Van Eyaleti'nin idari yapısındaki değişikliler 17. asırda da devam etmiştir. 1609 tarihli Ayn-ı Ali Efendinin eserinde, Van'ın sancak sayısı 13 olarak gösterilmektedir. Bu sancaklar: Van (Paşa Sancağı) Adilcevaz, Erciş, Muş, Bargiri, Kargar, Müküs, Kesanî, Ispayrıd, Ağakis, Kotur, Kale-i Beyazid, Berdi ve wacık'tır. Daha önce sancak olan Bitlis, bu tarihte hükümet olarak kaydedilmiştir. 1632, 1641 yıllarında bu sancaklara Kırıki, Sirvi, Keşab, Şıtak, Albak ek lenirken Muş, Ağakis, Bayezid, Berdi ve Ovacık çıkarılmıştır; Bitlis'in hükümet olarak adlandırılan idari yapısı devam ederken Iyzan, Hakkari ve Mahmudi de hükümet statüsüne geçmiştir.
Van Eyaleti'nde sancak olarak geçmekle beraber "Yurtluk - Ocaklık" olarak adlandırılan, fetih esnasında bazı ümeraya ve aşiret beylerine hizmet ve itaatleri mukabilinde verilen yerleri de vardır. Nitekim 1631 - 1632'de Van Eyaleti'nde sancak olarak isimlendirilen 9 ocaklık kayıtlıdır.

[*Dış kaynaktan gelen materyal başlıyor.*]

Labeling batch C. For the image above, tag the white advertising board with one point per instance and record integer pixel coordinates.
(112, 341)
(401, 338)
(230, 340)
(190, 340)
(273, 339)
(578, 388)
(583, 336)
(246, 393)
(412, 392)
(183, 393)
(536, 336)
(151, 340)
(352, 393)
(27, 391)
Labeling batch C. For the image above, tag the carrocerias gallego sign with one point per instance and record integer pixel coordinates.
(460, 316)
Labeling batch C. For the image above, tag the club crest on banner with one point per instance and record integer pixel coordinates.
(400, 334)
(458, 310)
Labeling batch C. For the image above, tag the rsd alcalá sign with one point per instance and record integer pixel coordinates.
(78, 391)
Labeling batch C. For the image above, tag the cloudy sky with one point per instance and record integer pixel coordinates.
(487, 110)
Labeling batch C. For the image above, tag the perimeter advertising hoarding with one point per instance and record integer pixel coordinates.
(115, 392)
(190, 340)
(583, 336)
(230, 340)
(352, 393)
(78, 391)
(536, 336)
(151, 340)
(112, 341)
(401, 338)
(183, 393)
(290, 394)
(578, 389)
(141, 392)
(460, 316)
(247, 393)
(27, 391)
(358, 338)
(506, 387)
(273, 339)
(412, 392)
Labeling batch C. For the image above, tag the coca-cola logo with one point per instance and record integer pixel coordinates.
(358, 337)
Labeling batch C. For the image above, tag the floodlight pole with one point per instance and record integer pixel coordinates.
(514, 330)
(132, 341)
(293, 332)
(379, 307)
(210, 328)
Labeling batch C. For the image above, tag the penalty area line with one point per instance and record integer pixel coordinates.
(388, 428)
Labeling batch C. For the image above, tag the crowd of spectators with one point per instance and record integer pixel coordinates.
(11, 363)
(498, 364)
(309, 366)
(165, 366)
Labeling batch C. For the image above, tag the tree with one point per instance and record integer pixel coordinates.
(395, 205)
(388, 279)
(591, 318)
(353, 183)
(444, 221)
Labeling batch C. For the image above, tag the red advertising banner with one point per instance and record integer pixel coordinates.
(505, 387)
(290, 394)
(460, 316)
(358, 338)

Hudutları, doğuda Tebriz, batıda Diyarbakır Eyaleti, kuzeyde Çıldır ve Kars Eyaletleri ite güneyde Sultaniye olan Van Eyaleti'nin Paşa Sancağı Van şehri olup, beylerbeyi burada oturmaktaydı. Van Beylerbeyinin vazifeleri arasında şunlar bulunmaktadır. Serhaddi korumak, İran ahvali hakkında haber toplayıp İstanbul'a bildirmek, İran'dan gelecek elçileri karşılayıp koruma altında İstanbul'a göndermek veya gerekli görüldüğünde elçiyi Van'da alıkoymak, İran'a silah, bakır, kurşun ve gümüş gitmesine müsaade etmemek, lüzumu halinde İran içlerine akınlarda bulunup tahrip etmek, sınıra yakın İran kalelerinin Osmanlı devletine geçmesi için gayret sarf etmektir.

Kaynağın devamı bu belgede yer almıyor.